The overall TDR rate in this population remained low (<5%) despite 10 years of the active introduction of ART in Shaanxi province, reflecting the high efficacy of HAART in the last decade. The TDR rate between 2012 and 2013 was 4.24%, which was similar to the results from another study in Yunnan (4.3%) [15]; however, this was lower than the results from studies in Henan (14.3%) [26] and Guangdong (6.7%) [36]. Similar studies performed in the United States and in European countries reported significantly higher prevalence (10.9% and 14.2%, respectively) of TDR [8]–[9]. Several factors might explain the observed discrepancy. Shaanxi has a shorter history of using ART compared with the developed areas or countries, where combination therapy has been common since the late 1990s (North America, Europe). Additionally, the high rates of acquired drug resistance could affect the prevalence of TDR. In addition, the transmitted drug resistance could be potentially underestimated due to the limited sample size.

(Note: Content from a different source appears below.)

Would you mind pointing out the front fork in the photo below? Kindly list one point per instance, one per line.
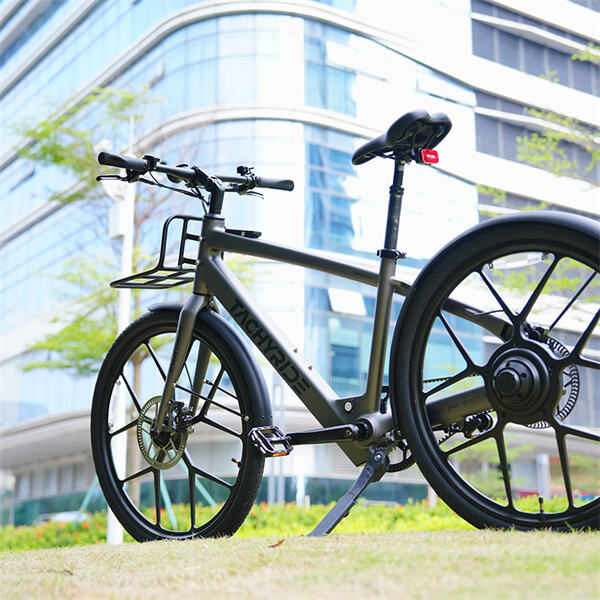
(181, 349)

A logistic regression analysis revealed that low CD4+ T cell counts (below 100 cells/µL) were closely correlated with the development of TDR. The median CD4 cell count was significantly lower among the patients with TDR compared with the patients without TDR. This finding is consistent with the results from the TREAT Asia and Hong Kong Studies [37]–[38], supporting the hypothesis that patients with advanced HIV-1 disease might be at greater risk of having HIV-1 TDR. Indeed, our study is a cross-sectional observation, it has several limits to identify the causal relationship between CD4 cell count and TDR. A further follow-up study will be needed to elaborate this relationship.

There are some limitations to the present study. First, HIV-1 TDR surveillance should be implemented in recently infected individuals, because over time, the mutations might revert to wild-type transmitted resistance variants (that might have reduced fitness capacity) or to the nonresistant genotypes, which could affect the accuracy of transmitted resistance surveillance [39]. Because recently infected persons are difficult to recruit and late diagnosis of HIV infection is common in china [40], our studies included individuals who might have been infected for a considerably longer time and are considered to be “chronically infected”. The results might be biased by the high proportion of patients with low CD4+ T cell (≤200 cells/µL). The degree of this bias will be affected by the time between HIV-1 infection and diagnosis, which may have changed over time. Second, our testing was based on population sequencing and might have missed minority variants at levels <20–25% of the virus population [41].

Our study provided a timely update on the molecular epidemiology of HIV-1 among the various risk populations in Shaanxi province. The characteristics of transmitted drug resistance were described here for the first time. These findings provide important information for improving clinical practices and for policy-making.